CyberArk R&D Group Manager Marina Osherov and R&D Project Manager Yael Zigdon shared their perspectives on how women also bring passion and camaraderie to complex projects, building each other up and tackling challenges during late-night calls after the kids go to bed. This dynamic duo led a large, virtual, cross-country team to roll out a new unified admin portal – one of several foundational shared services across the CyberArk Identity Security Platform. “In so many ways, our work styles balance and complement each other, and I’m so grateful for her,” said Osherov of her colleague.

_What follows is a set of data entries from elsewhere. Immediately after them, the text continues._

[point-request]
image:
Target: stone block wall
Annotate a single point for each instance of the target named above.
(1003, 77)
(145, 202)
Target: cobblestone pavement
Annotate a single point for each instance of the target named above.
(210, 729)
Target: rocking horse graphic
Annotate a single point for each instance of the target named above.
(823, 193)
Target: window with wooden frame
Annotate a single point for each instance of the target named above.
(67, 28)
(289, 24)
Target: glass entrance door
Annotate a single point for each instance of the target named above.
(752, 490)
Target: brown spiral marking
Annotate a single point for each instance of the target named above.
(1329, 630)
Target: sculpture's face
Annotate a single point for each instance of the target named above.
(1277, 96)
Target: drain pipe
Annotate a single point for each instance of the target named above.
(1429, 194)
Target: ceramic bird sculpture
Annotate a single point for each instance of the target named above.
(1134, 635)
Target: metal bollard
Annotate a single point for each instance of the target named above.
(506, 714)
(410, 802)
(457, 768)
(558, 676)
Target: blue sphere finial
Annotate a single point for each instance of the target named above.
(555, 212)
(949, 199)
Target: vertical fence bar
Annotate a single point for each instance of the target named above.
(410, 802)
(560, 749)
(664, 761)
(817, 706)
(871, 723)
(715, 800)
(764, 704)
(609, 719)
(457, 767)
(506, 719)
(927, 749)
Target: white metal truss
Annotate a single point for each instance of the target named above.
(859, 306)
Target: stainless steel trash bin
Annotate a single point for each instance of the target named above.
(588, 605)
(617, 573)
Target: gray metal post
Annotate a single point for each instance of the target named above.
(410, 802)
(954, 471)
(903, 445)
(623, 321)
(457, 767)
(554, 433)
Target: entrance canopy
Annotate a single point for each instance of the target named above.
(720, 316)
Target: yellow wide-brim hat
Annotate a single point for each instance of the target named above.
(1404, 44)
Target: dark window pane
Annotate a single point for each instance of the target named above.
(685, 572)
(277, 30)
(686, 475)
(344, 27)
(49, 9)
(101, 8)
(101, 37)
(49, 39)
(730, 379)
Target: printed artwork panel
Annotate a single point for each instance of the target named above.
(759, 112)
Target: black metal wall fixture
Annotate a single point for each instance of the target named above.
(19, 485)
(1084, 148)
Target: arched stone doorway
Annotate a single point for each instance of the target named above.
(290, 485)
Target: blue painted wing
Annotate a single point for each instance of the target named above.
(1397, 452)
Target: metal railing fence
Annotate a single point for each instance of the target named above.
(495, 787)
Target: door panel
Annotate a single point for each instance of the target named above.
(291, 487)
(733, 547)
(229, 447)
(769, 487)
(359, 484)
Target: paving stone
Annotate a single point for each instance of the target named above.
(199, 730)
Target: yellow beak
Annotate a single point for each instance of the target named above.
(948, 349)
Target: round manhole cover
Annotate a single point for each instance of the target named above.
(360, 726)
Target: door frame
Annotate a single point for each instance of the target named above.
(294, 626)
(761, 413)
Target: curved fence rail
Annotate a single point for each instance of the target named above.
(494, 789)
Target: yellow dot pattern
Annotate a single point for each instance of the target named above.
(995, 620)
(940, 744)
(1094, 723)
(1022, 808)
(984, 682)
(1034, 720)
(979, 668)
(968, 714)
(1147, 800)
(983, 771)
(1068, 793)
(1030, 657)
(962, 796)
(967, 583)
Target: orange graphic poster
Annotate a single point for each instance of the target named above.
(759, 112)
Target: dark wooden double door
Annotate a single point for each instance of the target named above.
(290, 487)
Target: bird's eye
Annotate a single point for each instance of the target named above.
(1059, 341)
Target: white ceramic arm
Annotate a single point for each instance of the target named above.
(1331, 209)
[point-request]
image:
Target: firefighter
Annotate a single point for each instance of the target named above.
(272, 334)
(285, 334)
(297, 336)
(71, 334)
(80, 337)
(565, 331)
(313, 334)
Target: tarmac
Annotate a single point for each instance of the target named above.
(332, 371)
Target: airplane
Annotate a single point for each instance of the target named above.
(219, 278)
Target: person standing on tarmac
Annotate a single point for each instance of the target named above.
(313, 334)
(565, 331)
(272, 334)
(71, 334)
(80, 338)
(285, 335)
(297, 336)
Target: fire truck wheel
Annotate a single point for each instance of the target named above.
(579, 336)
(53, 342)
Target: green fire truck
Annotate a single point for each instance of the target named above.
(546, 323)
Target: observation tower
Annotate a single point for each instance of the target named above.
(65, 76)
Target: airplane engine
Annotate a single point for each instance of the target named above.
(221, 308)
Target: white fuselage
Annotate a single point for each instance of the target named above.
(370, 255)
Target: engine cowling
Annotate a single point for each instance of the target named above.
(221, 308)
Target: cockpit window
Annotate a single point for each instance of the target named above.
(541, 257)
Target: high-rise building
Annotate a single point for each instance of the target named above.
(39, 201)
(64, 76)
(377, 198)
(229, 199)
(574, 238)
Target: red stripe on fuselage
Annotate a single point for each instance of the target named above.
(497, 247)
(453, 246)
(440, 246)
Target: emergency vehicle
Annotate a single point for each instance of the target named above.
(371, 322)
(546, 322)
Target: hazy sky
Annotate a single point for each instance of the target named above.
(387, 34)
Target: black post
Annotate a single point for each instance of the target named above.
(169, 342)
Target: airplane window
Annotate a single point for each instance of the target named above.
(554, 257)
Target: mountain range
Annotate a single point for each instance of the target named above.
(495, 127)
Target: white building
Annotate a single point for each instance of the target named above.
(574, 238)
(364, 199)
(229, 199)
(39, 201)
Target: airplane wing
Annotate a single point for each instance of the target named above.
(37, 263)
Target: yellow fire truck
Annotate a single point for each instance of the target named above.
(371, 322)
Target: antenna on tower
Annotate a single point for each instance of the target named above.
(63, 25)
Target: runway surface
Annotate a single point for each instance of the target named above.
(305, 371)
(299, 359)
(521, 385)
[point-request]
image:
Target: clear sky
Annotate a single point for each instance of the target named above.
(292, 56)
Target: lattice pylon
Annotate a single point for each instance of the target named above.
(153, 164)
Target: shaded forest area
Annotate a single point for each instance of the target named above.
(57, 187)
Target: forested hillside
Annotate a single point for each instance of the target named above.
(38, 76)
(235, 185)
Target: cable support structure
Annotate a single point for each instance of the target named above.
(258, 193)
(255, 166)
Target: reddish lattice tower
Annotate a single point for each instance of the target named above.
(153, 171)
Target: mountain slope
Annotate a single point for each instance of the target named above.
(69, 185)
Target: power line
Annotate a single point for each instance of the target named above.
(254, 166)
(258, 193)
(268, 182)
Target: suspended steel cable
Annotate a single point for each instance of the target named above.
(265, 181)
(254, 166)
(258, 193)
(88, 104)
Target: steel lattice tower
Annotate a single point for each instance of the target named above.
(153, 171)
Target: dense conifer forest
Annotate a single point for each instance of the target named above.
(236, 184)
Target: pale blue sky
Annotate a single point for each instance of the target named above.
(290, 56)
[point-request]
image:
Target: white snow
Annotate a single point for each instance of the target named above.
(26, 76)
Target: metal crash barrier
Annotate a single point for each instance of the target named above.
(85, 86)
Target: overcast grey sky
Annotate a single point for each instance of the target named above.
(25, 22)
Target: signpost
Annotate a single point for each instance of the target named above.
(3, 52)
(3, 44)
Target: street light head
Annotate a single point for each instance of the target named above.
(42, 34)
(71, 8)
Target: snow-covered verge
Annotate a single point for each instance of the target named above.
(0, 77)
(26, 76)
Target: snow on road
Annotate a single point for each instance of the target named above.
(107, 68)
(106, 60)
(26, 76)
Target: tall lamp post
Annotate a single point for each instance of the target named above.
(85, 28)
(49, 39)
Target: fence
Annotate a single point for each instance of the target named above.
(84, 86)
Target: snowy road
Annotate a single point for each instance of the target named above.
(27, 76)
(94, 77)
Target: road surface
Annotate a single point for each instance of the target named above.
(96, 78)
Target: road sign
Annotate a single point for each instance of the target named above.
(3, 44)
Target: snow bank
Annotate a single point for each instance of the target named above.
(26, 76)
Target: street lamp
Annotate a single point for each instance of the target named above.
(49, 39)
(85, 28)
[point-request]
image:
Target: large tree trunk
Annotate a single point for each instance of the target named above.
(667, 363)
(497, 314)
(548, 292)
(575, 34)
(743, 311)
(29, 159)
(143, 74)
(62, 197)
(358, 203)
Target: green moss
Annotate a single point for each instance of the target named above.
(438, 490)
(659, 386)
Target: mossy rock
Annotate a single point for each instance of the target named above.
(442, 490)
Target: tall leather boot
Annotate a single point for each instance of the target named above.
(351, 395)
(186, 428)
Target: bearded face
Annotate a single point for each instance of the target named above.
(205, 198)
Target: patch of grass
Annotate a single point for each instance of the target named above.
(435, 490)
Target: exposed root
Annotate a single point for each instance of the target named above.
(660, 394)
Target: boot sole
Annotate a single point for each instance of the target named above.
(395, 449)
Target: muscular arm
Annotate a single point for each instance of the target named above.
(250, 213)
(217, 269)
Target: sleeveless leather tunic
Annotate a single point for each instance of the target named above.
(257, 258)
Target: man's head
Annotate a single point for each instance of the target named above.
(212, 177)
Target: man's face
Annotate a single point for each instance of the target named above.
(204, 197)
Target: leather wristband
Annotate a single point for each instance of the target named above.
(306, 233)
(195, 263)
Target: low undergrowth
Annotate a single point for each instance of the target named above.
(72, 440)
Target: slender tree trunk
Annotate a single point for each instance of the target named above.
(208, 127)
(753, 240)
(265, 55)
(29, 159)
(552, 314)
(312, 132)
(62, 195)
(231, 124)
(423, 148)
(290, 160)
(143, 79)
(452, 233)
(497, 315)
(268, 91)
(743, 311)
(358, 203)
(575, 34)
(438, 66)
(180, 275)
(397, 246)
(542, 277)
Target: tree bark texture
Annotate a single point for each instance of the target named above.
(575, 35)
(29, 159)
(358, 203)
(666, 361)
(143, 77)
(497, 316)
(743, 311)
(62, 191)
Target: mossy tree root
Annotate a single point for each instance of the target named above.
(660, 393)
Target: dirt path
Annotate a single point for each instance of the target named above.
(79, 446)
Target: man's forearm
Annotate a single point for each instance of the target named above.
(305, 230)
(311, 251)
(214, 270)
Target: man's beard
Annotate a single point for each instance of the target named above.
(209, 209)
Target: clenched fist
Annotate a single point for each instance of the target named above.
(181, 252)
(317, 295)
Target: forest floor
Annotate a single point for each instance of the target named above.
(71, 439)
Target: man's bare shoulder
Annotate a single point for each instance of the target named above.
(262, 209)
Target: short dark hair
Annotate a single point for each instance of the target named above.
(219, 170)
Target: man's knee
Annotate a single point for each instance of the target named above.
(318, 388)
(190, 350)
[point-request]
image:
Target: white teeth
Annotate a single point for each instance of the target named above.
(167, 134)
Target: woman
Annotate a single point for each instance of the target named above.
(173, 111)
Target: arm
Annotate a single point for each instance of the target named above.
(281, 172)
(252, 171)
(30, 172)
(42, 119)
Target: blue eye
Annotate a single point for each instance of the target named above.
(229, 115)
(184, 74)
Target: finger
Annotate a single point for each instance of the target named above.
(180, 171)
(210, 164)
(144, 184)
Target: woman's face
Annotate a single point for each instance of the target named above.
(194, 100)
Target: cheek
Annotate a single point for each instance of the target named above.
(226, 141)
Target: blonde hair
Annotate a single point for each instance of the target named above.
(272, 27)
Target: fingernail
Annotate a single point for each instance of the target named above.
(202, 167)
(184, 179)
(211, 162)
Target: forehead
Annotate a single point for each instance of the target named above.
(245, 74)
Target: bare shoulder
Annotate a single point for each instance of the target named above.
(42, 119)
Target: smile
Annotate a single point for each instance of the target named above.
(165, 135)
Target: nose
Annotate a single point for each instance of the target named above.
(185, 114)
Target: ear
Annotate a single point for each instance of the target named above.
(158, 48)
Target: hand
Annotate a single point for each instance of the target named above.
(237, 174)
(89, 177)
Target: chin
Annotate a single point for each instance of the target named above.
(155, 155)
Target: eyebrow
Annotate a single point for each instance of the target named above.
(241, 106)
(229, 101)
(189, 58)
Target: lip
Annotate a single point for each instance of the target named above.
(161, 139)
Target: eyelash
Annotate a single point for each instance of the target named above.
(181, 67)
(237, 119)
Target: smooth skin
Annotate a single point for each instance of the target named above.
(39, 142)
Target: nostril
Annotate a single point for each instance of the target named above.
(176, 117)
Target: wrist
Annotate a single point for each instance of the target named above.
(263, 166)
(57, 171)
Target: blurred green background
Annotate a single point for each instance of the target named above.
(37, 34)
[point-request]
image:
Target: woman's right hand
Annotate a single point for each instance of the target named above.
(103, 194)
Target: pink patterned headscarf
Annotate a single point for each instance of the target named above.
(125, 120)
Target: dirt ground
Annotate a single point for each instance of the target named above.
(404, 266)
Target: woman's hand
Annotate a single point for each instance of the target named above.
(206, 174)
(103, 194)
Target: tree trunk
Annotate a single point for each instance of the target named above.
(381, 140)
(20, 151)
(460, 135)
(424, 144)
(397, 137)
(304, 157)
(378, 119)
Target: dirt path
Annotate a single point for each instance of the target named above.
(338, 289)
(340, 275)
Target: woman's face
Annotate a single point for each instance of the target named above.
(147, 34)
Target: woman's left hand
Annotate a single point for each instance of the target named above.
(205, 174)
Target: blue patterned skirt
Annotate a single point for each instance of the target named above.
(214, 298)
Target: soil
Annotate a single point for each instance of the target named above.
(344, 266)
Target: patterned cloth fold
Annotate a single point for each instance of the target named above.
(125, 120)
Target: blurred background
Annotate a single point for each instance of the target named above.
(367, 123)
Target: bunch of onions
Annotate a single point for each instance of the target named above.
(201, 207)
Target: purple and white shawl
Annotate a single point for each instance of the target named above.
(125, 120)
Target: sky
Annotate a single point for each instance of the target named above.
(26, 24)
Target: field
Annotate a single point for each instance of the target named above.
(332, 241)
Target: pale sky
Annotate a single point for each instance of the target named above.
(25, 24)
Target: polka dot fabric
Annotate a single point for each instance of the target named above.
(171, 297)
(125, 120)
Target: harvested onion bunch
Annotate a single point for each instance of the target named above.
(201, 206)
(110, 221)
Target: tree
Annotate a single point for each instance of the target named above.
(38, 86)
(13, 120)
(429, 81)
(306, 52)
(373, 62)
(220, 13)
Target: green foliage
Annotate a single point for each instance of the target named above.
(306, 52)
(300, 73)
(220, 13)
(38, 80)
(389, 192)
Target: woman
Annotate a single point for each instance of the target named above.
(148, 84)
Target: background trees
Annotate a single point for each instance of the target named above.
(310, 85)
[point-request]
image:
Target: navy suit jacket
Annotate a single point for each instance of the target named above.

Showing up and Standing up for Women at Work
Fostering inclusion in the workplace is an essential conversation for everyone. We heard from male cybersecurity professionals at the popular “Women in Security” breakfast panel during Impact, who were eager for insights on ways they can improve allyship and become better managers and colleagues. Equality, parity and inclusion were highlighted in responses. Women also encouraged one another to lead by example, take intentional steps to lift others up and use everyday moments to forge connections.
Through mentoring, sponsoring and cheerleading to openly show empathy and support, we can all do something to elevate the women we work with and help them lead.
Recapping: Who Run the World?
We’ll close by summarizing some of our favorite women in cybersecurity soundbites, tips and general sentiments from the industry’s largest gathering of Identity Security leaders:
- Learn to be comfortable with being uncomfortable. Push others, push yourself.
- Unapologetically bring your whole self to work each day.
- Think about where you want to be next year (and the years after that) in your career. And say it out loud!
- People aspire to be who they can see. Make yourself available and open for organic interactions and connections.
- On the constant family/work/life juggle: Be purposeful with your time, push to prioritize. You can’t re-do milestone “one time” events like graduations – make them count.
- And finally, to echo our hands-down favorite CyberArk Impact 2022 keynote walk-in song… “Who Run the World?” (women in cybersecurity).